Le Comte Gracula : Forcément dès qu’on sort du PMU et des femmes à poil on vous perd, l’inconvénient d’avoir plus de poils de couilles que de neurones. Ce film est trop gentil avec vous, il faudrait vous enfermer et c’est déjà vous donner trop d’importance que de faire un long-métrage autour de vous.

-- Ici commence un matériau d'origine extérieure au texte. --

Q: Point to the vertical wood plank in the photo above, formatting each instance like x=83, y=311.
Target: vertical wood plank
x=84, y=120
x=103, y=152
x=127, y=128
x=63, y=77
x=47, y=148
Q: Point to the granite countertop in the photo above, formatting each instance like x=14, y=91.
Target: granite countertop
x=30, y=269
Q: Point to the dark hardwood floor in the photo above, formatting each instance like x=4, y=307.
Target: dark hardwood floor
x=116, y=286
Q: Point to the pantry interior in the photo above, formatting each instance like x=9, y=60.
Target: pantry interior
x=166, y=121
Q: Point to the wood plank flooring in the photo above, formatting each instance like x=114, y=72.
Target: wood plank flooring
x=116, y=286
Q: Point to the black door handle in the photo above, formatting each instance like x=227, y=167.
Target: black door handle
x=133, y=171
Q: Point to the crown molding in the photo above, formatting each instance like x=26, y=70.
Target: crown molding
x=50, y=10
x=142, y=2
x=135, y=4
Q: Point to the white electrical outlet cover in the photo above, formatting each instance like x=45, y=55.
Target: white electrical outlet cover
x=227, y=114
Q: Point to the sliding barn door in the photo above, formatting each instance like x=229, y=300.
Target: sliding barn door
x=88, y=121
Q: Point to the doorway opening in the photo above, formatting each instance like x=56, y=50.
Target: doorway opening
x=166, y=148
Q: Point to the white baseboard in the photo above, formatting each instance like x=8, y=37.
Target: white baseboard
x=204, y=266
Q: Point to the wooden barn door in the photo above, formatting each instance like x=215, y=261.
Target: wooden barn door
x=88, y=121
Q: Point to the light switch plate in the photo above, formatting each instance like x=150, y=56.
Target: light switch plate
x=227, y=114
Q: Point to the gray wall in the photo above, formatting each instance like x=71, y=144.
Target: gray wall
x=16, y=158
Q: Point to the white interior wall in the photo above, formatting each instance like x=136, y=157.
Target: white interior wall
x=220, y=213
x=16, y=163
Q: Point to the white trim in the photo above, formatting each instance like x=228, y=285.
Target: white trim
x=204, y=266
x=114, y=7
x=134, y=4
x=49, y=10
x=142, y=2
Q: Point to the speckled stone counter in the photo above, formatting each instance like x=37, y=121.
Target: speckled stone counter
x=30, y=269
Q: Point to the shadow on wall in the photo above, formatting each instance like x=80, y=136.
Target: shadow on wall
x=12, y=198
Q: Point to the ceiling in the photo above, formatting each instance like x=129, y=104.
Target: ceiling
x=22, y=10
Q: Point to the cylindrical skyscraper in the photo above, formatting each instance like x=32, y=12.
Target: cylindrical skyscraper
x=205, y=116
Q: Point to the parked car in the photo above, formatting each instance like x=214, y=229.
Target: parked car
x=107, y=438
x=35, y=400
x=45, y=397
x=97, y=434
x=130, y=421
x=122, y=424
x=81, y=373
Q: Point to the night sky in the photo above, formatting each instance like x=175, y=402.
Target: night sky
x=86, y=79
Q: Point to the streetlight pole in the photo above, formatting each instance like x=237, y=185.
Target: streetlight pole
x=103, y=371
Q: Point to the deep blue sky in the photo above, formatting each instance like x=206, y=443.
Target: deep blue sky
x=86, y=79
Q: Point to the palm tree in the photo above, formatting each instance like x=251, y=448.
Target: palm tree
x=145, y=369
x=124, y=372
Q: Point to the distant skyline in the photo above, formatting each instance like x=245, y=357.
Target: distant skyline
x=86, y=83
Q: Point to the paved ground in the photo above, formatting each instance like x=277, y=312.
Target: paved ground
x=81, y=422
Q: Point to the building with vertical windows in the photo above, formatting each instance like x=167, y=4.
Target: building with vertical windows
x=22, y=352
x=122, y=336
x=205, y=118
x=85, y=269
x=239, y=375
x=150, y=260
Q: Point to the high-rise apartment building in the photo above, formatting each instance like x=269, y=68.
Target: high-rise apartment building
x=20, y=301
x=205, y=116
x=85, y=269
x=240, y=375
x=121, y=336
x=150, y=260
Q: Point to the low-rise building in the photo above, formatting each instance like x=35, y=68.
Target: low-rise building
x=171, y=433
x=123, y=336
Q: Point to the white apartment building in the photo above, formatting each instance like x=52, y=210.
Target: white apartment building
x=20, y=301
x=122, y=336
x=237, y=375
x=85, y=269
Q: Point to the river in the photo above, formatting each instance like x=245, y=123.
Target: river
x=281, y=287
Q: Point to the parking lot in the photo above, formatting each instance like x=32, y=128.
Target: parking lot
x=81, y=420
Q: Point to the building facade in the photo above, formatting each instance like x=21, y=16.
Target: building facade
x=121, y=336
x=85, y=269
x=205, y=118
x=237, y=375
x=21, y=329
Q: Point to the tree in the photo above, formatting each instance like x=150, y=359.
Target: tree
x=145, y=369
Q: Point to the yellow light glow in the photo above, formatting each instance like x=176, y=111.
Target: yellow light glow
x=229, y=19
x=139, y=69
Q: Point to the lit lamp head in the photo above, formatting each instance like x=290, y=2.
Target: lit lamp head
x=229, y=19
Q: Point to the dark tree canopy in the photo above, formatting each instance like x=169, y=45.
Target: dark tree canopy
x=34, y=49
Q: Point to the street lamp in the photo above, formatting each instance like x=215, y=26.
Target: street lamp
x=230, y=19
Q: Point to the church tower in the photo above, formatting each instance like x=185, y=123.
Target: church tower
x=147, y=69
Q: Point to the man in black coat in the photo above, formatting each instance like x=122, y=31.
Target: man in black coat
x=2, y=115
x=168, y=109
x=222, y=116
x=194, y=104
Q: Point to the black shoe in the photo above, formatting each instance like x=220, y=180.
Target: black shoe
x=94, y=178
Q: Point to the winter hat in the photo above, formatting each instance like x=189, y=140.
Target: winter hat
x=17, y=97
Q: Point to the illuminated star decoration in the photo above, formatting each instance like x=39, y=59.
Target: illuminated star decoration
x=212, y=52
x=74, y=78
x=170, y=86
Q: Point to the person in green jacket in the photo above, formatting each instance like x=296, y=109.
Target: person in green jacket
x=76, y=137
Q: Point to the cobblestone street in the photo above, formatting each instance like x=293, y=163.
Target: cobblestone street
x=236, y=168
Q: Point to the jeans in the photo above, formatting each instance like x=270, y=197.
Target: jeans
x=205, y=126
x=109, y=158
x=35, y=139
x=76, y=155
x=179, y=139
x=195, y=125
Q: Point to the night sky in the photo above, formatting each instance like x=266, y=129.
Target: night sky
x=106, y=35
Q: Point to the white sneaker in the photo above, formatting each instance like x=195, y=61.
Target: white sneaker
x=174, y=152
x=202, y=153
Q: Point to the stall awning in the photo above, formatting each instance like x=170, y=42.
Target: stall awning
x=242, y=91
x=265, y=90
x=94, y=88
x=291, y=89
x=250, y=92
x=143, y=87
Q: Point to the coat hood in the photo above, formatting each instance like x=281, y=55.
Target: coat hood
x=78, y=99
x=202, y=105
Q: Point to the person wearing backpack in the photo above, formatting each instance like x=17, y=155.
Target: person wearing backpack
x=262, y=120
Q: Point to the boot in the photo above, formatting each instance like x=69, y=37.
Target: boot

The Watcher : Trop gentil ? Autour de vous ? Ce film ne parle que de vous : même dans le monde “inversé” où les femmes sont les dominantes, on ne voit que vos soucis, en agissant comme des hommes, vous reconnaissez comme c’est pénible d’être un homme aujourd’hui. Le personnage soi-disant principal incarné par Vincent Elbaz n’est qu’un faire-valoir pour Marie-Sophie Ferdane qui phagocyte les intrigues autour de sa petite personne et ses problèmes d’auteur en panne et de célibataire en manque. Le Comte Gracula : Faire-valoir ? J’aimerais bien être un faire-valoir comme ça “et voilà que je fais ce que je veux, et voilà que l’univers tourne autour de moi, et bouhou les femmes sont méchantes parce qu’elles veulent toutes me mettre dans leur lit mais à leurs conditions et sans que je puisse me comporter comme un connard”. Même une huître a plus de problèmes existentiels que cet homme. Surtout qu’il finit par avoir la fille. Le lesbianisme politique, y a que ça de vrai !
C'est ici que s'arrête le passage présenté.